Shell says Gulf oil slick is not from its wells

Filed under: Uncategorized, business |

Royal Dutch Shell says it is confident a 10-mile oil sheen spotted in the Gulf of Mexico off the Louisiana coast didn’t originate from its operations in the area.

In a statement Thursday, the company says it found no sign of leaks and ruled out any well-control issues associated with its operations. The sheen was spotted late Wednesday.

A Coast Guard helicopter with a pollution officer on board was heading out Thursday morning to the site, about 130 miles southeast of New Orleans, in an effort to determine the source of the oil.

Shell estimates the sheen at six barrels of oil, or about 252 gallons. The company sent a response ship to skim the area as a precaution.

The company has two production platforms in the area, called Mars and Ursa.
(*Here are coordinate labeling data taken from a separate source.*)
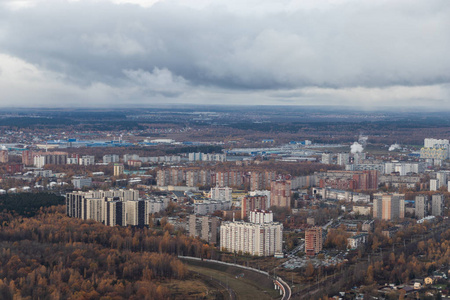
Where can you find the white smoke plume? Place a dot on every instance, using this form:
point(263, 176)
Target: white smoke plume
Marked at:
point(363, 140)
point(394, 147)
point(356, 147)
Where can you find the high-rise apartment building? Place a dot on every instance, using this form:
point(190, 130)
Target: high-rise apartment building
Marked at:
point(222, 193)
point(389, 206)
point(343, 159)
point(437, 204)
point(249, 203)
point(27, 157)
point(434, 185)
point(313, 240)
point(264, 239)
point(113, 207)
point(112, 158)
point(421, 206)
point(326, 158)
point(280, 193)
point(118, 169)
point(4, 156)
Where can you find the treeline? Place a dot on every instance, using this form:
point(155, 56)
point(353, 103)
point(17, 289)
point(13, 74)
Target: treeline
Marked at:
point(52, 256)
point(202, 149)
point(28, 204)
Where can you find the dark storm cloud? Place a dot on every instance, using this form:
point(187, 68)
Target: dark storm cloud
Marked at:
point(169, 48)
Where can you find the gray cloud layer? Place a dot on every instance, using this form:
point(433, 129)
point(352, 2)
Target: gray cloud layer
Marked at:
point(345, 51)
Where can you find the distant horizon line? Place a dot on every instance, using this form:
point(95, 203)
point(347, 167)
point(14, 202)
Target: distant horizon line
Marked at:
point(322, 107)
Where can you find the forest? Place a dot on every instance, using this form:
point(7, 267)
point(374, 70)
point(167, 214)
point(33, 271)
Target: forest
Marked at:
point(52, 256)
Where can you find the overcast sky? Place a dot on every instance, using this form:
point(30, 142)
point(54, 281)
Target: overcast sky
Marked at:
point(66, 53)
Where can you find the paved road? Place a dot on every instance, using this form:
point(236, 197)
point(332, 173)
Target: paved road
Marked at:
point(230, 291)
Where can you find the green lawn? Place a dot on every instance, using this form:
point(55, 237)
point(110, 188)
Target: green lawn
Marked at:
point(250, 285)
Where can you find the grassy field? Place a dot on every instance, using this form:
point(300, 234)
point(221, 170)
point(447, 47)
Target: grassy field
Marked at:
point(197, 287)
point(246, 284)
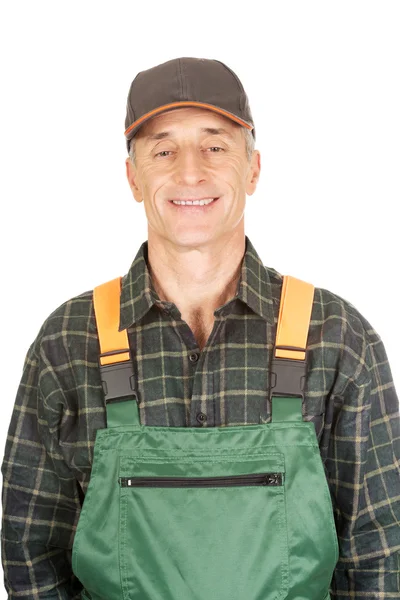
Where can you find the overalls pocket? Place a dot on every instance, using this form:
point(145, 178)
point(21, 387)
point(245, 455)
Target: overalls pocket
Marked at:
point(210, 523)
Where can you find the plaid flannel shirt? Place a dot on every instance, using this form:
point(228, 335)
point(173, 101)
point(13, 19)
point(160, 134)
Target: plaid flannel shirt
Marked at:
point(349, 396)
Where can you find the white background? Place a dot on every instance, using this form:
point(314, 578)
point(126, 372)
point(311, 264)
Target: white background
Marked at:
point(324, 88)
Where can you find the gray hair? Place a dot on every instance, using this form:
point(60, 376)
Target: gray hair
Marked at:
point(248, 136)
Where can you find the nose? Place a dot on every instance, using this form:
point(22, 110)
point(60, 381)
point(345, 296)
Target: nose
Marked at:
point(189, 167)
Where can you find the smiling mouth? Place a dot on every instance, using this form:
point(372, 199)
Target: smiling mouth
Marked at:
point(198, 203)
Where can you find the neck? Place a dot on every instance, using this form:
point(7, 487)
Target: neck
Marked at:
point(197, 279)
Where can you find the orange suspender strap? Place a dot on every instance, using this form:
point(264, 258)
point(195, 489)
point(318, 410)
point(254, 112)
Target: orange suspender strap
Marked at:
point(115, 359)
point(289, 358)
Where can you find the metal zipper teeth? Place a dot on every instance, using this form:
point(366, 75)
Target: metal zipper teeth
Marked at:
point(266, 479)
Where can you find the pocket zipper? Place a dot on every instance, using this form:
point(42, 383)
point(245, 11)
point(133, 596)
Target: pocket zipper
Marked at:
point(273, 479)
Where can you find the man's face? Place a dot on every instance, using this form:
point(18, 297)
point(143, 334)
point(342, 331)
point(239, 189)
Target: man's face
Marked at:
point(192, 153)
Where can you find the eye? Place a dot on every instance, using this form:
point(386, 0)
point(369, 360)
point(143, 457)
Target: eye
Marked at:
point(162, 152)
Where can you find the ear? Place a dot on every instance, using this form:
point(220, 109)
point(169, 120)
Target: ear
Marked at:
point(131, 174)
point(253, 173)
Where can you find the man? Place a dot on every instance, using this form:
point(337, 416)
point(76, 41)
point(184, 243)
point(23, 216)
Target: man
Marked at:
point(201, 312)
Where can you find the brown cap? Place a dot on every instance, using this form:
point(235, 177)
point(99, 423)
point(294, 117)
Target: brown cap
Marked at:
point(200, 82)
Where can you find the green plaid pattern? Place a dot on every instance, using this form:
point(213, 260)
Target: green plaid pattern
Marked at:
point(349, 396)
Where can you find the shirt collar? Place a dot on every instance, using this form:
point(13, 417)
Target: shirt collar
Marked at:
point(254, 288)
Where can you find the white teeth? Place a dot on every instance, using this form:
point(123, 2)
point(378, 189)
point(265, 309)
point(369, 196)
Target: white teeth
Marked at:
point(194, 202)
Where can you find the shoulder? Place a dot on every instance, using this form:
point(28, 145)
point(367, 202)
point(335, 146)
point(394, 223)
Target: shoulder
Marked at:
point(72, 322)
point(340, 337)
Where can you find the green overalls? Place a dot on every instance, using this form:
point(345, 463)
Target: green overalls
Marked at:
point(217, 513)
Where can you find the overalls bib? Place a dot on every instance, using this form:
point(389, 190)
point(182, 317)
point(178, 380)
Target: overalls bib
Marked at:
point(217, 513)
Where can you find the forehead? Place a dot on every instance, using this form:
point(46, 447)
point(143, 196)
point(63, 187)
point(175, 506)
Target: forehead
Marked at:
point(188, 117)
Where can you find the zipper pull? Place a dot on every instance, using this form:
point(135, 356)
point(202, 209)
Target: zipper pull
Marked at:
point(273, 479)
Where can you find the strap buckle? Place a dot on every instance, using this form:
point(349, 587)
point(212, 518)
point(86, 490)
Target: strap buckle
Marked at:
point(288, 375)
point(117, 379)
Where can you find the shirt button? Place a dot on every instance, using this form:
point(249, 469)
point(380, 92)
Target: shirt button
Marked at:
point(201, 418)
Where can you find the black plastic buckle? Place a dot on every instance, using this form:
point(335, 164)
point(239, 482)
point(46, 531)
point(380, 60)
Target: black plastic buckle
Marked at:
point(117, 379)
point(288, 376)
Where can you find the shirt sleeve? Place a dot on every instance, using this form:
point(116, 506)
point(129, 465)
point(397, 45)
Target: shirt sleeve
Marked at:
point(365, 480)
point(41, 501)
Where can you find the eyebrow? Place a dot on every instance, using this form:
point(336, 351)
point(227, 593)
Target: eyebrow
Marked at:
point(210, 130)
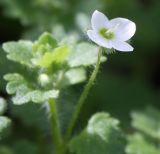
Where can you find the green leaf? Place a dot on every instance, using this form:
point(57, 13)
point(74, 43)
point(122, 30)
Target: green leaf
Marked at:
point(15, 81)
point(45, 43)
point(147, 121)
point(25, 147)
point(84, 54)
point(139, 145)
point(57, 56)
point(74, 76)
point(102, 136)
point(23, 93)
point(3, 105)
point(20, 52)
Shares in Royal Dutch Shell PLC fell in European trading early Thursday after the sheen was reported. After New York trading opened, Shell’s U.S. shares were up 32 cents at $68.07.

Early reports could not determine whether oil was continuing to flow at the site near the Shell platforms.

The Mars and Ursa fields are producing oil and natural gas from huge tension-leg production platforms. The Mars platform is in 2,900 feet of water while Ursa is in 4,000 feet of water.

Shell operates six major offshore facilities, 13 crewed platforms and numerous subsea systems in the Gulf.

The sheen was reported in an area about 50 miles from the site of BP’s Macondo well, which blew out in April 2010 and created the nation’s worst offshore oil disaster. The now-plugged Macondo well is in about 5,000 feet of water.

Sheens spread quickly as oil breaks down and a small amount can cover a large area. Earlier this week, a tanker in the Mississippi River south of New Orleans spilled an estimated 50 gallons of oil. The sheen from the discharge extended almost 30 miles downriver.

Other possible sources, aside from oilfield equipment, could include natural seepage from the Gulf bottom and fuel discharged by passing ships headed into or out of the Mississippi River.